One of the most common possession of people across the entire spectrum of society all over the world, unarguably, is the humble sandal credited with a history of several centuries. Sculptors and painters of frescoes don’t seem to have sidelined footwear of Gods and Goddesses in their works. Yet, there is reason to remark that hardly any poet or essayist has bestowed attention to the footwear, traditionally looked down upon, despite being benefited by the protective wear. Ironically enough, while divine beings featured in the land’s epics are seen wearing sandals of whatever design, the practice of leaving them outside dwellings and shrines portrays the people’s outlook of showing the sandal its place as it were. Arabs are said to keep their footwear right in front of them while offering their prayers, not to be disturbed by the thought of losing the prized possession, unlike the devout of other faiths known to be perturbed about its safety as they are doing their rounds inside the shrine. Disciples of Seers have to scrupulously comply with the practice of presenting themselves barefoot at the time of darshan. The expression my foot, in a show of anger, doesn’t see the ubiquitous wear in good light.

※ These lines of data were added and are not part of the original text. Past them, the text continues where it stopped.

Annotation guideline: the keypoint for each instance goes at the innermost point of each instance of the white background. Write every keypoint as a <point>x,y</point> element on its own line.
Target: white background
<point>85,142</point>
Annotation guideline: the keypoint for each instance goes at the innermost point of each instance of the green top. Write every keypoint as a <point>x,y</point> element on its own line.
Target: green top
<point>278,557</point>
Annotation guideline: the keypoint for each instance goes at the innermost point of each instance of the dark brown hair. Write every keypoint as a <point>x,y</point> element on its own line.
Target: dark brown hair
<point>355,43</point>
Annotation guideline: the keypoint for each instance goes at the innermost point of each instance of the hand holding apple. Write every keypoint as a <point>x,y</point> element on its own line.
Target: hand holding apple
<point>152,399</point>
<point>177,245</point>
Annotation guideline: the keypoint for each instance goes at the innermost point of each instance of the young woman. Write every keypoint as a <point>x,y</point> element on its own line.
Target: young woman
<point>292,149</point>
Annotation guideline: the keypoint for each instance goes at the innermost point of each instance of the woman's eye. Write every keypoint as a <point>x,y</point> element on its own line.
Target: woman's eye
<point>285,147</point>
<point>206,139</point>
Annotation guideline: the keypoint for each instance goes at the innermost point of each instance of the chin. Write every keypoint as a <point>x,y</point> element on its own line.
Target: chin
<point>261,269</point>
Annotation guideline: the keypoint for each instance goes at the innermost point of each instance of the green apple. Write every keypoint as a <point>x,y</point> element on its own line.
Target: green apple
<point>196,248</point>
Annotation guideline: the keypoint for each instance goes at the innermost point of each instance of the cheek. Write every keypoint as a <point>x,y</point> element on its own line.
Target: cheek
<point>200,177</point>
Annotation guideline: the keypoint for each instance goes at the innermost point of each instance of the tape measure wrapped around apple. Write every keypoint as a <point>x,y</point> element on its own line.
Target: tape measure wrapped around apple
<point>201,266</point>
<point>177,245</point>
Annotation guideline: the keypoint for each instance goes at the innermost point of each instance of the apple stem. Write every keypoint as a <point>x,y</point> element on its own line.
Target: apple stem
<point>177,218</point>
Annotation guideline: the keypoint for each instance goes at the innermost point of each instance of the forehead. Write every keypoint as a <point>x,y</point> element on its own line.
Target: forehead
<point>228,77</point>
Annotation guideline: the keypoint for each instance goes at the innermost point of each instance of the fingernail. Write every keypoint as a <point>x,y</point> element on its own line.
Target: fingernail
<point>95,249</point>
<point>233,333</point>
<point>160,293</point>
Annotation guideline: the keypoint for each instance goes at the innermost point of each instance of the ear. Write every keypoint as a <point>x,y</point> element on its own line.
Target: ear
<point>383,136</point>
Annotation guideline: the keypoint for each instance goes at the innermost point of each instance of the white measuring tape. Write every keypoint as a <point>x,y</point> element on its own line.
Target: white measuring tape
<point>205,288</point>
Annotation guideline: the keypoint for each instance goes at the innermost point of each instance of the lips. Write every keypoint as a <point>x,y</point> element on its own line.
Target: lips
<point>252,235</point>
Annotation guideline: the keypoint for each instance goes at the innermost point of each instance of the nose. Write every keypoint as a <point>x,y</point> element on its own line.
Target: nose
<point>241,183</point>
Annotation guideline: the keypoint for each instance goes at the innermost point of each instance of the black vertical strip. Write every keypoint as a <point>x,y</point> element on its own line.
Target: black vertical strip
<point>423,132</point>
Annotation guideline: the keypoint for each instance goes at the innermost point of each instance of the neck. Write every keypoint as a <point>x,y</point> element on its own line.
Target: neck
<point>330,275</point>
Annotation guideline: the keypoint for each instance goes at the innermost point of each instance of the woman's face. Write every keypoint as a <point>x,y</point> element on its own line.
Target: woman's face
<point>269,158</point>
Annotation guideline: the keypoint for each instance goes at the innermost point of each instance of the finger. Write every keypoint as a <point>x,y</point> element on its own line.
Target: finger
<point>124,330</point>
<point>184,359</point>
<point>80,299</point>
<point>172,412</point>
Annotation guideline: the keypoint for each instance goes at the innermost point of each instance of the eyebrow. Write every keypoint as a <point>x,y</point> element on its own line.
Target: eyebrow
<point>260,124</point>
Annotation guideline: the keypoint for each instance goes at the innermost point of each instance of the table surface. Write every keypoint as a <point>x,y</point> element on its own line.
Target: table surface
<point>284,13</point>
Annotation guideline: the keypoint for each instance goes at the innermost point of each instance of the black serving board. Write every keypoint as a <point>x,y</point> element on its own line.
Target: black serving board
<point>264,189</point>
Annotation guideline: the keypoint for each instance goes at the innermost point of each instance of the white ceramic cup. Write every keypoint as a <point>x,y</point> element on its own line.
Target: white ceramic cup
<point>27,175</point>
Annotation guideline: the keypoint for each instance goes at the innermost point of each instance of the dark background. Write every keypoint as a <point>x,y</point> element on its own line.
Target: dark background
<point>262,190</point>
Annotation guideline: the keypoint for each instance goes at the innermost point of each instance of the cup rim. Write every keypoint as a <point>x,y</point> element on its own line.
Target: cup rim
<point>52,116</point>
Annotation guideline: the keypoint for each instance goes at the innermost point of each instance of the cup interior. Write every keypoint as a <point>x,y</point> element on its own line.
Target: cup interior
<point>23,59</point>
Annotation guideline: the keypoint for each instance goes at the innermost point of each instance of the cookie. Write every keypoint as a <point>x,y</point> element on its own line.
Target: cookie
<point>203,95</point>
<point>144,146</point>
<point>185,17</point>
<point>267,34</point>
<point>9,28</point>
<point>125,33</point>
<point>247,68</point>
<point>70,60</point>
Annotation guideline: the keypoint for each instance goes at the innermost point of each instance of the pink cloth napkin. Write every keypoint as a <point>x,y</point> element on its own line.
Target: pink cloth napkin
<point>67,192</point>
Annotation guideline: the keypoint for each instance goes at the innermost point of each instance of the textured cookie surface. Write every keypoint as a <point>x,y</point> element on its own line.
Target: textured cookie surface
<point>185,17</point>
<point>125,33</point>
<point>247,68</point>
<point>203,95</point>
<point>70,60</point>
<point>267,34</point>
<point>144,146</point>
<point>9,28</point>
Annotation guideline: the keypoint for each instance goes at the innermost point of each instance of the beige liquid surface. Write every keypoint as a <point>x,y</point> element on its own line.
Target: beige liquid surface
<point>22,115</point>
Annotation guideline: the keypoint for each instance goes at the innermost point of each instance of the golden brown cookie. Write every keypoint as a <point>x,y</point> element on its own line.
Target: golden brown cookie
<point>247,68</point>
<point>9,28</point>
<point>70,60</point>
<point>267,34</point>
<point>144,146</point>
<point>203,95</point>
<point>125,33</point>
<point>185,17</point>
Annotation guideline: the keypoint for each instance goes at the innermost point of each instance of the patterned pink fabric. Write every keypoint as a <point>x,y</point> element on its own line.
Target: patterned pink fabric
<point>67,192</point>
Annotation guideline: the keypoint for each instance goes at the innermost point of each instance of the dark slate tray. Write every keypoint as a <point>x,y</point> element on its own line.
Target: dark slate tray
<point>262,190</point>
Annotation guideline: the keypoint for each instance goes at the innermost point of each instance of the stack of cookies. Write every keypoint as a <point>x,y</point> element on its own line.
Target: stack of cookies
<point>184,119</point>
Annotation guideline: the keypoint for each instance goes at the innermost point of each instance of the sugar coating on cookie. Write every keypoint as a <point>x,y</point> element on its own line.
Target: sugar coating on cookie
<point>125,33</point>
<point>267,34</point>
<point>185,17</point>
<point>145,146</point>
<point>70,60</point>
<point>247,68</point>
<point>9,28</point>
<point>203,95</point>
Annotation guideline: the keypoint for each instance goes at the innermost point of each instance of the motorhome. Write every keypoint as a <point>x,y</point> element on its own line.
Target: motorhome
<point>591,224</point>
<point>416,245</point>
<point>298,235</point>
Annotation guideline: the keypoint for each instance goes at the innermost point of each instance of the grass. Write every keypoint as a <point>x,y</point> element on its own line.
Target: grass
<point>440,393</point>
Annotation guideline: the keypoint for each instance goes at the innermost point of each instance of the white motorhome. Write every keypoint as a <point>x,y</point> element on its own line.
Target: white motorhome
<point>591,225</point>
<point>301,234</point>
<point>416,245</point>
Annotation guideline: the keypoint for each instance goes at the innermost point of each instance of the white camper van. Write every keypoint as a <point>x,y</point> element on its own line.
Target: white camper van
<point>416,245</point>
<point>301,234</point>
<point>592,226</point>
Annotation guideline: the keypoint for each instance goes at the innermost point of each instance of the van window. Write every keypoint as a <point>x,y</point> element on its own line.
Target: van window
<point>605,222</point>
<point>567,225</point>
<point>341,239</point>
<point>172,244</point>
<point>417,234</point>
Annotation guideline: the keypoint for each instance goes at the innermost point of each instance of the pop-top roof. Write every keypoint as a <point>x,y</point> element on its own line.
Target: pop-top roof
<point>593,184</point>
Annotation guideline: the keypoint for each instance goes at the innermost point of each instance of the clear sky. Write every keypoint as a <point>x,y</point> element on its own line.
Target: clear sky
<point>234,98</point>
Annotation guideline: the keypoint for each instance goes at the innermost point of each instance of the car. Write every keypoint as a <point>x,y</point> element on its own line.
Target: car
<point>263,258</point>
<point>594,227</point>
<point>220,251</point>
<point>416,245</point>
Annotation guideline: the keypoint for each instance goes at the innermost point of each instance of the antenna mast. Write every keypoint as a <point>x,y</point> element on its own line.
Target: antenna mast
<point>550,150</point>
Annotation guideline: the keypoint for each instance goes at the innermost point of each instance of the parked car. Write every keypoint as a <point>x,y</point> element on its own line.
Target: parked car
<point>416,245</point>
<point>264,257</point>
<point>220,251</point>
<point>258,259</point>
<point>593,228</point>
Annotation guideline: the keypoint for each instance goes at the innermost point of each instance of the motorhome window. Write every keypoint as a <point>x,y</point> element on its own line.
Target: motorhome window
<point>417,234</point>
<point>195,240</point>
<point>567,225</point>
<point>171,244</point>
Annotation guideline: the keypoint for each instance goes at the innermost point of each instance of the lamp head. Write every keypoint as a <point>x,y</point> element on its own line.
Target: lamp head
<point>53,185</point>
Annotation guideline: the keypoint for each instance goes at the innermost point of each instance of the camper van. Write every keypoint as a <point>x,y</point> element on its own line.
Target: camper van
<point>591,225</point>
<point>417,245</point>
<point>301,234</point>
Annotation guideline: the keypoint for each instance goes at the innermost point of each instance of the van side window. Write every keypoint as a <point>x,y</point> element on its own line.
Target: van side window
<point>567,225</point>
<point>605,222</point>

Keeping aside the negative image accorded to footwear, even walking about barefoot, virtually hurting the sacredness of mother earth, is an act that calls for asking forgiveness. The land’s scholars of a distant past have prescribed chanting the verse Samudravasane devi… Paadasparsham kshamaswame as a mark of expressing gratitude to earth, soon after waking up in the morning. Walking about wearing footwear amounts to adding insult to injury as it were.
Design and materials of footwear have witnessed the unprecedented role of technology in recent years. From the angle of people at large, including citizens of Mysuru who are in their eighties, the price tag of sandals may egg them on to keep indoors, as footwear costs a bomb. Display of footwear in glitzy showrooms has kept pace with other luxury products such as automobiles, electronic goods, clothiers and so on. Both the leather-based footwear and the road-side cobbler have vanished into thin air, thanks to the advances in technology of footwear production and changing fashions. Two ladies caused a wave of shock and wonder on reading a few years ago in the dailies their inventory of sandals comprising more than 1,500 pairs. One was the erstwhile Chief Minister of Tamil Nadu and the other President of Philippines.
Footwear designs friendly to sports persons, joggers, disabled people and so on are part of footwear flourish nowadays. Keen observers have opined that shoes revealed a great deal about the wearer such as profession, sex, social status, economic well-being and so on. One can no longer look down upon the footwear, no more the humble sandal that it was.